The differences between PTSI and PTSD was an item of discussion at the roundtable. PTSI is the term being suggested by some health-care providers, who perceive injury as a more accurate and less stigmatizing word than disorder. Others suggest keeping both terms and using PTSI as a way to acknowledge the trauma a patient has experienced when not all the criteria for a diagnosis of PTSD have been met. The group also discussed the impact of a major change in the DSM-5, in which PTSD now falls under trauma- or stress-related disorders and is no longer considered an anxiety disorder.

CNA senior nurse advisor Lisa Ashley was among those who met with assistant deputy ministers from PS and PHAC. She shared the association’s recommendation for creating professional development programs on PTSI/PTSD for RNs, NPs and other health-care providers. CNA is also requesting that nurses be represented on the federal government’s advisory group on mental health for veterans and in PS’s work on occupational health.

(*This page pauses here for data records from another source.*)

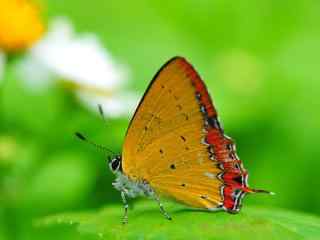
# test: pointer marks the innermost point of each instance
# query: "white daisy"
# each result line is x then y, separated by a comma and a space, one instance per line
81, 62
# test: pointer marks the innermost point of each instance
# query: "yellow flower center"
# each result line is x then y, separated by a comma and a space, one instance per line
20, 24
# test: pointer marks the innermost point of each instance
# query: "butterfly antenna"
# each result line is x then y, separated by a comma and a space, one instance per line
101, 112
102, 148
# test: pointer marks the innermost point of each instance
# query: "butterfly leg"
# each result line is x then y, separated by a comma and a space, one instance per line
162, 210
125, 205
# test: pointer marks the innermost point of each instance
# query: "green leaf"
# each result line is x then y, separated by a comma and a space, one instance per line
146, 222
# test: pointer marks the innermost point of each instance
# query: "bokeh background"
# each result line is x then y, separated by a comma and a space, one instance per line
260, 60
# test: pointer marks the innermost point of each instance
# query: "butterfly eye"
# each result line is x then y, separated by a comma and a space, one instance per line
115, 164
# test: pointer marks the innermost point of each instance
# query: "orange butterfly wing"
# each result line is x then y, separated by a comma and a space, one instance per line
175, 143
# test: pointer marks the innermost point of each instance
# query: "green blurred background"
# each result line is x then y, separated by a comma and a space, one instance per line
260, 60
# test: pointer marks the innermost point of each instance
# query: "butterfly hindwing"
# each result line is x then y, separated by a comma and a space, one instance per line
175, 143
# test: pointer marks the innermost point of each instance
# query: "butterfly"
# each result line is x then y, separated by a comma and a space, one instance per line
175, 146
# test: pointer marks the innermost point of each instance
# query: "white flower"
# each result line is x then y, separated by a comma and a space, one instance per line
2, 64
81, 62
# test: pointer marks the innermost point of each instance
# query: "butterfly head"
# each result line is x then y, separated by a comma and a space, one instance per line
115, 164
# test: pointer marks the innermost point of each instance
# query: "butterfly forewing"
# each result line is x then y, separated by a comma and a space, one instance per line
165, 143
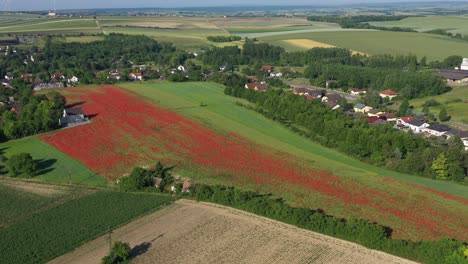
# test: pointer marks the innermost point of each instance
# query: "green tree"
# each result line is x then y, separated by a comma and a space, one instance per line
440, 167
403, 107
443, 116
120, 253
21, 165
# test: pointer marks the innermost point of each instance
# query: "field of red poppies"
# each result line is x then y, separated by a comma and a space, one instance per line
129, 130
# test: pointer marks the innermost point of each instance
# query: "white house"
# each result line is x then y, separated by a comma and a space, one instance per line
361, 108
136, 76
73, 79
464, 65
388, 94
417, 126
436, 130
356, 91
276, 74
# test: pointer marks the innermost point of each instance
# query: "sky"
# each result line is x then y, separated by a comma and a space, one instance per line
30, 5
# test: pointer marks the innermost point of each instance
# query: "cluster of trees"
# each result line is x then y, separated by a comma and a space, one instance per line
115, 51
30, 114
120, 253
142, 178
223, 38
380, 145
361, 21
368, 234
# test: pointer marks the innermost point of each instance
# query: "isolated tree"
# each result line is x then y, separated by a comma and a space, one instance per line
440, 167
443, 116
21, 165
120, 253
403, 107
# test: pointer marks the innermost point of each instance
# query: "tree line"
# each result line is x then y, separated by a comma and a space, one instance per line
379, 145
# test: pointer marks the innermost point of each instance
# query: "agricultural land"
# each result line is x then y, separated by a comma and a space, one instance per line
201, 232
209, 151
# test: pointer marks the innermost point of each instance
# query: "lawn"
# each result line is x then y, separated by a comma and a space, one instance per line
403, 193
455, 101
54, 165
52, 226
454, 24
381, 42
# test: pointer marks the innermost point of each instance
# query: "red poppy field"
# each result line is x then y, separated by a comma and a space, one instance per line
128, 130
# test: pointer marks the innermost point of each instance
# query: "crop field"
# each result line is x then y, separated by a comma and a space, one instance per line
51, 25
54, 166
381, 42
133, 130
455, 101
454, 24
64, 220
22, 200
306, 44
190, 232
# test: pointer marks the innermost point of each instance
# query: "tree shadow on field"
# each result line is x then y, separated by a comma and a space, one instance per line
140, 249
74, 104
44, 166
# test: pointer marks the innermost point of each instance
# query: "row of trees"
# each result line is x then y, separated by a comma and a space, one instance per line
404, 74
223, 38
368, 234
380, 145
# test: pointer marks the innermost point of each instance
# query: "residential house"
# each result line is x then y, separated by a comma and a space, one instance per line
332, 98
300, 90
257, 86
73, 79
361, 108
459, 133
437, 130
388, 117
114, 75
267, 68
356, 91
136, 76
370, 119
374, 112
276, 74
388, 94
454, 77
72, 116
417, 126
186, 186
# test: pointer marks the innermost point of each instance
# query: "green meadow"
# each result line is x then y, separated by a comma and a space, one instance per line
54, 166
222, 113
434, 47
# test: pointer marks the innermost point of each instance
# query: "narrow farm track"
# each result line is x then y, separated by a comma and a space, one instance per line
130, 130
191, 232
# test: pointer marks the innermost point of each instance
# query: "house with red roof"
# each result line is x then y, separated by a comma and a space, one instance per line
388, 94
136, 76
257, 86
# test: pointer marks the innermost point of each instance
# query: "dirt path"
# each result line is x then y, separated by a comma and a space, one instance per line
191, 232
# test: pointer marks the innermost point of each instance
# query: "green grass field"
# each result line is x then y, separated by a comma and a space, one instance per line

“CNA will ensure nursing is at the federal table and others to advance research and address gaps in access to health and social services in people’s communities,” Ashley says.

Ontario, Manitoba and Alberta have enacted legislation recognizing PTSD as a workplace illness for first responders, including firefighters, paramedics and police officers. However, existing and future legislation needs to be extended to cover nurses and other health-care providers, Ashley says, so they can access prevention and treatment programs.

Research evidence shows that nurses working in emergency departments and critical care, intensive care and neonatal intensive care units are at increased risk of developing PTSI/PTSD. However, there is a lack of data on the nursing workforce as a whole. Ashley says better tracking in all the health professions is needed. In their day-to-day practice, many nurses witness death and injury, see high patient mortality and morbidity, experience ethical dilemmas and workplace violence and work in tension-charged environments. Their risk for PTSI/PTSD further increases when supports are not in place.